Clinical images: Adult faces

The face may be the main presentation or a clue to the diagnosis, explains Dr Philip Marazzi.


This 22-year-old man developed chickenpox. As is often the case in adults, the infection was quite severe, causing significant systemic disturbance as well as the rash. He was treated with valaciclovir and needed two weeks off work to recover. Complications are more common in adults, with a significant number developing pneumonia. Once infected, the virus remains long term, often reappearing as shingles in the future.

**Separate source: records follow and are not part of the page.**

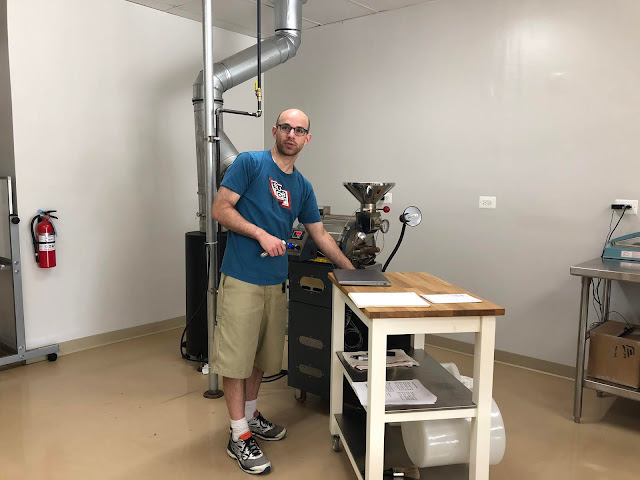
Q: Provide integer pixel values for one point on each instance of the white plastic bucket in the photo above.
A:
(433, 443)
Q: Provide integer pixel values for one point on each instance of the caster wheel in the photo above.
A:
(335, 443)
(301, 396)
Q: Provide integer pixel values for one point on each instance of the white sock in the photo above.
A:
(250, 407)
(238, 427)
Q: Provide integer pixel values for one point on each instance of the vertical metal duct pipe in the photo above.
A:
(210, 182)
(235, 70)
(209, 88)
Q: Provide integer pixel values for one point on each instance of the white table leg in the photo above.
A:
(418, 341)
(374, 462)
(482, 392)
(337, 345)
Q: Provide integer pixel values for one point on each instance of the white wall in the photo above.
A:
(535, 102)
(103, 129)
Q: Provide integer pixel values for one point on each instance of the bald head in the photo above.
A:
(291, 133)
(299, 118)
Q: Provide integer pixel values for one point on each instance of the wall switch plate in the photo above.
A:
(633, 203)
(487, 202)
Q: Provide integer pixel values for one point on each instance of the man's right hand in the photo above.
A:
(272, 245)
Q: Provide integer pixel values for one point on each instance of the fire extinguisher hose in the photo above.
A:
(33, 236)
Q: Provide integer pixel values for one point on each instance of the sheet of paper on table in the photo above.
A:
(399, 392)
(398, 359)
(451, 298)
(389, 299)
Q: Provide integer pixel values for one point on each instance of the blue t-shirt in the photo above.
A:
(272, 200)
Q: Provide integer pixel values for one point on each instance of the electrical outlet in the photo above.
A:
(633, 203)
(487, 202)
(386, 198)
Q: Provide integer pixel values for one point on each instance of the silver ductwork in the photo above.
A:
(233, 71)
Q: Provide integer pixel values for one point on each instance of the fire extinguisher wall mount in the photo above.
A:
(43, 235)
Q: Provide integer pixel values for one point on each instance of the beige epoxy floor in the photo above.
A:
(134, 410)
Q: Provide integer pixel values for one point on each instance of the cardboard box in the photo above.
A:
(614, 354)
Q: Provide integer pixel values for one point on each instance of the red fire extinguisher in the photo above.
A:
(44, 238)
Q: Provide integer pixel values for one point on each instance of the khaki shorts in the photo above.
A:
(250, 328)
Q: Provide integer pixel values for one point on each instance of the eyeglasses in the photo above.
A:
(286, 128)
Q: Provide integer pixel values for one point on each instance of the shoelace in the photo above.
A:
(263, 422)
(251, 448)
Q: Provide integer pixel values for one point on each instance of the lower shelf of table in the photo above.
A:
(612, 388)
(451, 394)
(353, 427)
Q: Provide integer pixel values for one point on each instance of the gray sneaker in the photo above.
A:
(264, 429)
(248, 454)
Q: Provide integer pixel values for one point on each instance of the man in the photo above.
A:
(260, 197)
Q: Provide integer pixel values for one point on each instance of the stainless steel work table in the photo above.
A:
(608, 270)
(364, 440)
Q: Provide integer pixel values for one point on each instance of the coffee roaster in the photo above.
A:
(310, 289)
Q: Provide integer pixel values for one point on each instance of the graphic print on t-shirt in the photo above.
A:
(284, 199)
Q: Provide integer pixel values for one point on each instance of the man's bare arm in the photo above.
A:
(223, 211)
(328, 245)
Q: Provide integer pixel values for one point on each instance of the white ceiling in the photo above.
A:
(240, 15)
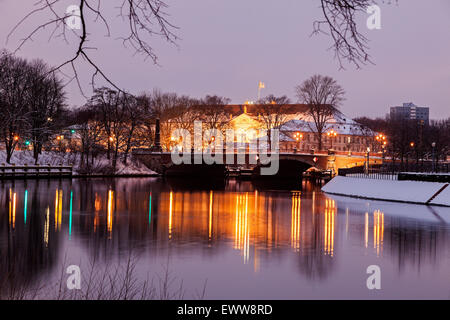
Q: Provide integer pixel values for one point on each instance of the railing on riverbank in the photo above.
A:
(34, 171)
(439, 173)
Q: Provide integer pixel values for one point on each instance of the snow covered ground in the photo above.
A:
(407, 191)
(405, 210)
(58, 158)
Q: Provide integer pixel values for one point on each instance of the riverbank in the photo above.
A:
(418, 192)
(100, 167)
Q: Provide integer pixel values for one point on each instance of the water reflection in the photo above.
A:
(105, 218)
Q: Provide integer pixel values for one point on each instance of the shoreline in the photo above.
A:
(400, 191)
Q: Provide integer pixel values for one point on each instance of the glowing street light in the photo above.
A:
(298, 136)
(332, 134)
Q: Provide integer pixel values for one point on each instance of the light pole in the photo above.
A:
(298, 136)
(368, 160)
(332, 134)
(381, 138)
(433, 165)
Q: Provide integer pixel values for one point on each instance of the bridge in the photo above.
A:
(291, 165)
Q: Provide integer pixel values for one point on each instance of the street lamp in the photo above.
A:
(433, 165)
(368, 159)
(298, 136)
(331, 134)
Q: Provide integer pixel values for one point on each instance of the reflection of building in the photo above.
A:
(409, 111)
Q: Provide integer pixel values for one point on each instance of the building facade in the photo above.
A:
(409, 111)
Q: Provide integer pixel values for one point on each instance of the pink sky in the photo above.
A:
(227, 47)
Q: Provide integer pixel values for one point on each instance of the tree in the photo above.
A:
(211, 110)
(89, 129)
(13, 101)
(271, 111)
(45, 102)
(323, 95)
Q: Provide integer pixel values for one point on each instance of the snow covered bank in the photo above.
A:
(405, 191)
(20, 158)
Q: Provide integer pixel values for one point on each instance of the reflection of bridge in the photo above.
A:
(290, 164)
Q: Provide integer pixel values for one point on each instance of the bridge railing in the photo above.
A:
(34, 171)
(420, 172)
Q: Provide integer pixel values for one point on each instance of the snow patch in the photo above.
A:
(391, 190)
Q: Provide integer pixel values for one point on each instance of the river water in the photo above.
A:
(225, 240)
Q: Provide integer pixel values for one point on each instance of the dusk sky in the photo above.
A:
(226, 47)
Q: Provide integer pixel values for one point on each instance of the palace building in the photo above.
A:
(298, 131)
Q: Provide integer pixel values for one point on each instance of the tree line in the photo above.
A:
(412, 139)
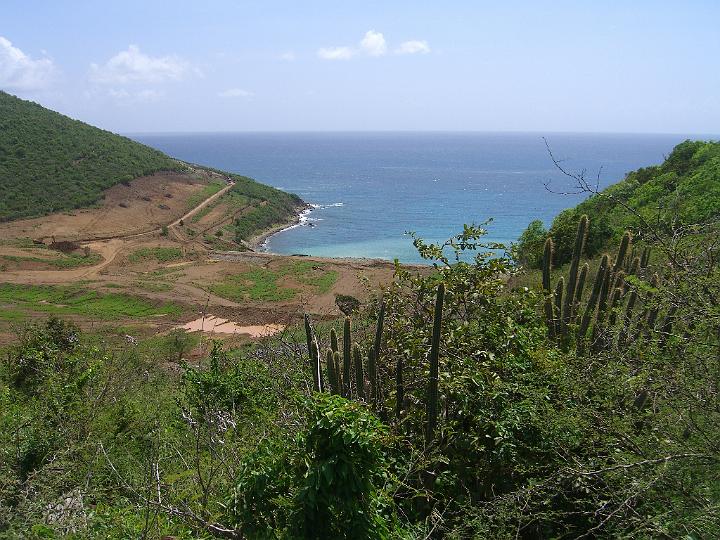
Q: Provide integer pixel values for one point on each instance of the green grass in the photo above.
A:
(60, 300)
(160, 254)
(206, 192)
(158, 286)
(262, 283)
(62, 263)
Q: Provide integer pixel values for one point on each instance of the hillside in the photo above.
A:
(683, 190)
(50, 163)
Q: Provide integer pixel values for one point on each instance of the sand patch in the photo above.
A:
(224, 326)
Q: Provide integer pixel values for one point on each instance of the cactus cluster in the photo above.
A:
(612, 300)
(341, 369)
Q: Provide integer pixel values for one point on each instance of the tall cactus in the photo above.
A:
(333, 341)
(645, 258)
(582, 278)
(346, 357)
(594, 297)
(379, 330)
(399, 387)
(314, 354)
(359, 377)
(432, 393)
(372, 375)
(547, 265)
(622, 251)
(332, 371)
(572, 283)
(627, 320)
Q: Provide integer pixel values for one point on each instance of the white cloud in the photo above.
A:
(133, 66)
(18, 71)
(413, 47)
(236, 92)
(336, 53)
(373, 43)
(145, 95)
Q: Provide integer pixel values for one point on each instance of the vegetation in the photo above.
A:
(653, 202)
(66, 300)
(50, 163)
(161, 254)
(454, 405)
(263, 283)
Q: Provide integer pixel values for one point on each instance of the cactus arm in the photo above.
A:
(359, 378)
(574, 269)
(433, 397)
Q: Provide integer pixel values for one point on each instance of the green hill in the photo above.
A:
(683, 190)
(50, 163)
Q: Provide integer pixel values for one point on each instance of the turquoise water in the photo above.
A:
(370, 188)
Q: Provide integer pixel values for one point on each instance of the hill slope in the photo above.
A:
(683, 190)
(49, 162)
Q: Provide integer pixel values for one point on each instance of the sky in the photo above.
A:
(343, 65)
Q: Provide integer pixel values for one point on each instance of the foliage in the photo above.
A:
(651, 201)
(263, 283)
(63, 300)
(530, 244)
(160, 254)
(50, 163)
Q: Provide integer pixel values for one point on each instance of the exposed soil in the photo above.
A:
(186, 281)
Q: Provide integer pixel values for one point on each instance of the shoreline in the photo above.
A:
(257, 241)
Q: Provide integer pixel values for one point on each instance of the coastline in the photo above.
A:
(256, 242)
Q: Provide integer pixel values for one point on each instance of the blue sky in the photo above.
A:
(155, 66)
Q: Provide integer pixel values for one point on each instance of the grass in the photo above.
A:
(65, 300)
(159, 286)
(62, 263)
(160, 254)
(262, 283)
(205, 193)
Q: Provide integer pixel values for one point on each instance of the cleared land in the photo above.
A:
(132, 267)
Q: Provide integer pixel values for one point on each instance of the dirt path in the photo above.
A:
(202, 205)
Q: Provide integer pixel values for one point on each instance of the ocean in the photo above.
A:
(369, 189)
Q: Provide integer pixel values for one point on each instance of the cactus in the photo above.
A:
(346, 357)
(547, 265)
(379, 330)
(399, 387)
(666, 327)
(645, 258)
(582, 278)
(372, 374)
(594, 296)
(625, 330)
(652, 313)
(313, 353)
(573, 275)
(332, 373)
(557, 307)
(359, 378)
(432, 393)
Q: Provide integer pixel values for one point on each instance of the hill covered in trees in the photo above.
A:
(683, 191)
(50, 163)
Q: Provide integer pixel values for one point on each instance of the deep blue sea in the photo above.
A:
(370, 188)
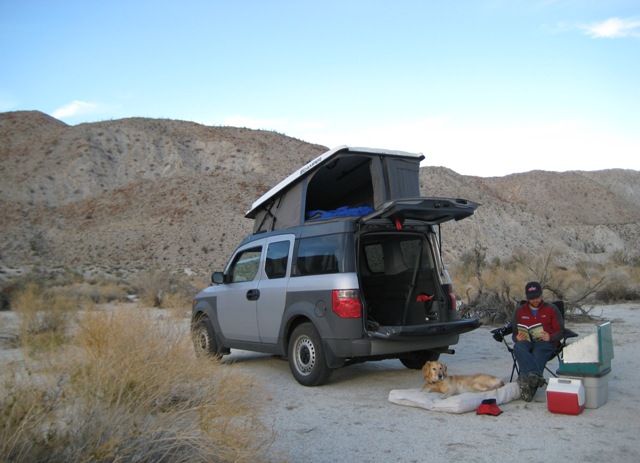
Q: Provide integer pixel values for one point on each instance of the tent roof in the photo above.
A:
(324, 158)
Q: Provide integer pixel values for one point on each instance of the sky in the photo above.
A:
(483, 87)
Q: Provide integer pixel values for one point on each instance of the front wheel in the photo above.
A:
(416, 360)
(307, 360)
(204, 340)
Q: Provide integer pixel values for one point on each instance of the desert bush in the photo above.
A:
(129, 388)
(156, 288)
(45, 317)
(492, 292)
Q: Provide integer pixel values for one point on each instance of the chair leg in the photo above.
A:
(514, 368)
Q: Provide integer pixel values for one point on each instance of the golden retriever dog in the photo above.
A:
(436, 380)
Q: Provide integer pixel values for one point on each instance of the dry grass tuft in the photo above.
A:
(129, 388)
(45, 317)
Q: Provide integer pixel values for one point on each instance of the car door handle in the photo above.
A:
(253, 294)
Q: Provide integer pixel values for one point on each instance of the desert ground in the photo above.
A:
(351, 418)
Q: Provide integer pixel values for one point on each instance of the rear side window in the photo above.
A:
(277, 256)
(320, 255)
(245, 265)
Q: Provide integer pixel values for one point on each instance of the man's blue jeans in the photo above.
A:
(533, 356)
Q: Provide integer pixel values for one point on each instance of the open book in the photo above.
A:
(533, 332)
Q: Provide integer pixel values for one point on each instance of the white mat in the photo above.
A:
(462, 403)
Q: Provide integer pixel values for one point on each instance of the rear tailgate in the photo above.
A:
(426, 330)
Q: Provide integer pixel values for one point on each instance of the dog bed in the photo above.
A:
(462, 403)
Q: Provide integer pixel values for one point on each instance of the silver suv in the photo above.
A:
(343, 266)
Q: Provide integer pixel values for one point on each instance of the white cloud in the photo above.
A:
(613, 28)
(75, 108)
(488, 151)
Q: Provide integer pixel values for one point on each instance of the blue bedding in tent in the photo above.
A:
(344, 211)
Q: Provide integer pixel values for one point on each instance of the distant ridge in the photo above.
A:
(143, 193)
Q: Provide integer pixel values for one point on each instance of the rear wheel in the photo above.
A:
(307, 359)
(204, 340)
(416, 360)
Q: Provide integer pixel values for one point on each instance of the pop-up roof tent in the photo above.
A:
(342, 182)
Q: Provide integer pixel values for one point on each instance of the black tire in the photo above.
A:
(416, 360)
(307, 359)
(204, 339)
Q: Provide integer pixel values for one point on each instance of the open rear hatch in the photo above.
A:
(431, 211)
(400, 273)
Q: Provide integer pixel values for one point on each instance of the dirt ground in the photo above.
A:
(351, 419)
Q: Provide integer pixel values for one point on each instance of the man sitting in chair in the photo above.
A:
(537, 332)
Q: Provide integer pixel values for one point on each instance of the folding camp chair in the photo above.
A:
(500, 335)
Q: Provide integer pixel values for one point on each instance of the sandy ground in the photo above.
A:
(351, 419)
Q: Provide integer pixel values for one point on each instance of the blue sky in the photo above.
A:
(484, 87)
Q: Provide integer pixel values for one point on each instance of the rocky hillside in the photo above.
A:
(171, 195)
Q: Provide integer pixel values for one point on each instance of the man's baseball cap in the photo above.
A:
(533, 290)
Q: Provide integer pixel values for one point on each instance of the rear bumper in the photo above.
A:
(390, 342)
(426, 330)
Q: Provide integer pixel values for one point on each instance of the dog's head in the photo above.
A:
(434, 371)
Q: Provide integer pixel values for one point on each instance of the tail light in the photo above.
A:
(346, 303)
(452, 297)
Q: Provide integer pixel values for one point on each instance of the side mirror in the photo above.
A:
(217, 278)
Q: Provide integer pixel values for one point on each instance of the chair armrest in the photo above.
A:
(570, 334)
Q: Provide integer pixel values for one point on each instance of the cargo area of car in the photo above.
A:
(399, 282)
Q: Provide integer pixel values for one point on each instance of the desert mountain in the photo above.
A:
(169, 195)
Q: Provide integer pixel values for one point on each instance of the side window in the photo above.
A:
(245, 265)
(319, 255)
(276, 263)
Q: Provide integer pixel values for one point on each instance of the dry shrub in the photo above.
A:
(154, 288)
(131, 389)
(45, 316)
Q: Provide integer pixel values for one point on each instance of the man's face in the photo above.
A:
(535, 301)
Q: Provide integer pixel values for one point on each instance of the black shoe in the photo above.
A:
(535, 381)
(526, 392)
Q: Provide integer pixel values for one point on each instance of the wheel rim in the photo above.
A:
(305, 356)
(202, 340)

This man initially presented with recurrent lacrimal duct infections. There was no obvious cause, but he was investigated and found to have extensive disease in his maxillary sinus, orbit and nasal cavity. Histology confirmed squamous cell carcinoma. He was treated with radical radiotherapy, but later found to have developed lymph node and cerebral metastases. Here, he has developed a reaction following his radiotherapy, with a very sore face. Sadly, his condition deteriorated and he died soon after.

Necrotising fasciitis

This 43-year-old man played rugby. He was kicked in the face during a game and presented in the surgery the following day. It was difficult to tell how much damage had been done, so he was referred to the eye clinic. His skin worsened and he was diagnosed as having necrotising fasciitis. The condition required subsequent skin grafting to the eyelid as the skin died. He has done well since then, with no further problems.

Bell's palsy

This 49-year-old man developed the characteristic facial weakness as a result of a facial nerve problem. This nerve controls many of the facial muscles. The cause is often a herpes virus infection, so a combination of antivirals and steroids is often prescribed (antivirals are yet to be proven beneficial for this condition), with most patients making a full recovery within a few weeks.


This young woman has an atopic history, but this reaction is angioedema and may or may not be allergy related. The only possible cause that could be isolated was the fact that she had recently started taking citalopram. This was stopped and she was treated with high-dose antihistamines and steroids. She had no breathing problems and was not treated with adrenaline, although she was given some for any future reactions.


Exfoliative dermatitis

This elderly man had initially presented years earlier with bowel symptoms. He was found to have a caecal carcinoma and had successful surgery. Unfortunately, he was then found to have metastatic spread and was maintained for several years on 5-fluorouracil. He again relapsed and was given bevacizumab, which produced this rash. Moderate potency steroids and emollients calmed it down, although his disease no longer responded to treatment and he died soon after.


This woman had a difficult combination of aggressive rheumatoid disease and Crohn’s disease. Her management was further complicated by the fact that she spent much of her time abroad, where her specialists’ view of how to manage her differed from that of our DGH. She presented feeling tired and looking very pale. Her haemoglobin was 6.1, so she was admitted for transfusion and aggressive management of her two main diseases.

Alcoholic liver disease

This woman presented with mild jaundice. On questioning, it became clear that she had been drinking heavily for some time. She had deranged blood test results. She was quite unwell and finally recognised the reason for her illness and reduced her drinking. Her blood tests improved.